I liquidated safe investments and bought risky investments every month as 2008 turned into 2009.  I still had a little firepower left in March 2009, when the S&P 500 bottomed at 57% below its high.  Didn’t have to use it.  From 2010, I slowly dialed back my risk, moving into more conservative investments.

Now it’s more complicated.  I’m no longer working, and no longer plowing tens of thousands of dollars each year into my 403(b).  I have enough, and fear loss more than I fear foregone gains.

Sell!

Yes I may be leaving money on the table.  But I already have enough; why risk calamity?

And it makes reading about Frump’s latest depredation so much easier on the soul.

Published ininvestingPolitics

4 Comments

  1. Josh Scandlen Josh Scandlen

    I like your stuff, Ed. Been following you for years. Gotta tell you though, as I was going through your previous posts, this was a straight up crazy train of a post. Did you really think this stuff could happen under Trump?

    Man, I’m on the right and I see this same crap when Biden “won” from my end. I don’t get it.

    Now, I also don’t believe any election is legit. They’re all staged. The powers that be know what they want to happen and they make is such, to include having Trump “win” in 2016.

    of course, I don’t watch any news. So that’s probably why my heads on straight when it comes to this stuff. You know this, the news serves one purpose and one purpose only, to sell fear. “if it bleeds, it leads.”

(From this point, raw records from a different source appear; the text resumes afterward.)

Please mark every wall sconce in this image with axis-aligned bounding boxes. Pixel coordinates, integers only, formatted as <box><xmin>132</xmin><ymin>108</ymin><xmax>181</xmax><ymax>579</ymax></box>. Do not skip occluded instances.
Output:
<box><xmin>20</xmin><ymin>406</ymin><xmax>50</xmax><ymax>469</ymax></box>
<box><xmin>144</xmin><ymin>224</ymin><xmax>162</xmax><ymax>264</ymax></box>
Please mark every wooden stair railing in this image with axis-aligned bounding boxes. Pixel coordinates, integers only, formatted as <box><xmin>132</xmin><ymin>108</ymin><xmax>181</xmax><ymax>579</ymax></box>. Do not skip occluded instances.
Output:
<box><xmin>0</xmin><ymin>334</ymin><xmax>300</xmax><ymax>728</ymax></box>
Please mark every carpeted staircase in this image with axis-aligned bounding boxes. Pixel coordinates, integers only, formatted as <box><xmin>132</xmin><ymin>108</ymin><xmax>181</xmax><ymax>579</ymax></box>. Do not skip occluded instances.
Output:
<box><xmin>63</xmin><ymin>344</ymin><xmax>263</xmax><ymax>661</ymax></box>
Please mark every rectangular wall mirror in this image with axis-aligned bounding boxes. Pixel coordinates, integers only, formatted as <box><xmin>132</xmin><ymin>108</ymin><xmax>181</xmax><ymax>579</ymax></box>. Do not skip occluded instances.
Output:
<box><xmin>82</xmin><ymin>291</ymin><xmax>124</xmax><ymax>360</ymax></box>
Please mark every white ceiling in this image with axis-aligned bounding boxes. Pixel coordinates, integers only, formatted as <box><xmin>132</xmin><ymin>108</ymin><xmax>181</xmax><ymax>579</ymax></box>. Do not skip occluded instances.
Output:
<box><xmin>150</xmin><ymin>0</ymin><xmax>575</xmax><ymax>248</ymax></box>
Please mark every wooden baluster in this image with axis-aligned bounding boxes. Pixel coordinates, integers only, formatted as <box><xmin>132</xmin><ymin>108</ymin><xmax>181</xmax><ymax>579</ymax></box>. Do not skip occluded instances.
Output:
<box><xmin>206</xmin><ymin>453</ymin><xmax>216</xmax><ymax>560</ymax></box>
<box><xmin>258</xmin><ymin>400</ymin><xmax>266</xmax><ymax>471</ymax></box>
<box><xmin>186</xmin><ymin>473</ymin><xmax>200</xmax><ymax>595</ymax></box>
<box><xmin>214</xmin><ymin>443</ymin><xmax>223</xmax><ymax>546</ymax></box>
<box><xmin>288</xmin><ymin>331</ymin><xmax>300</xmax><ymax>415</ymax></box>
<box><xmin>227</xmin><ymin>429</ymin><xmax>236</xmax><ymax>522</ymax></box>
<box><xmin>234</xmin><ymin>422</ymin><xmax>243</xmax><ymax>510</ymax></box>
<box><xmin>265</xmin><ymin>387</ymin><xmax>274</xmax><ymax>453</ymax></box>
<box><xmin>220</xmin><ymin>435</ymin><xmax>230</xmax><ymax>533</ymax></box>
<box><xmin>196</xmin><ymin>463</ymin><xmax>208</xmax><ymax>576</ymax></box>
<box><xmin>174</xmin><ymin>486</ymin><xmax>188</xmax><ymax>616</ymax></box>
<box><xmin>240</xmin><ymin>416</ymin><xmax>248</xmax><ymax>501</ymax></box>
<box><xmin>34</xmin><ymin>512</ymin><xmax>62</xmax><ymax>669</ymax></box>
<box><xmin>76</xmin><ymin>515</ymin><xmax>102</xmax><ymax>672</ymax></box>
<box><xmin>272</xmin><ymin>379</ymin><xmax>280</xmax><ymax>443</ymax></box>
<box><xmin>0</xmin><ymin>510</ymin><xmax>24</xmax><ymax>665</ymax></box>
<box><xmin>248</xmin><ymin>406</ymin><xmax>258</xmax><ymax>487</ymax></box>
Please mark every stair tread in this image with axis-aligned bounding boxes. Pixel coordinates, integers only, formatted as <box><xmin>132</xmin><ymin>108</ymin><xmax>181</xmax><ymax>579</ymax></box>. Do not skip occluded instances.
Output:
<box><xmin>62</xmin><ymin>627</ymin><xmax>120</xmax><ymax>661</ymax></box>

    Anyway, hopefully, clearer heads will prevail during the next election, regardless who is selected.

    • Edblogger Edblogger

      Hi Josh: thanks for reading this far back in the blog. Certainly not my best post (or investing call). I leave it up to instill humility. Looking back, I was influenced by just having retired, and transitioning to the “return of capital not return on capital” orientation.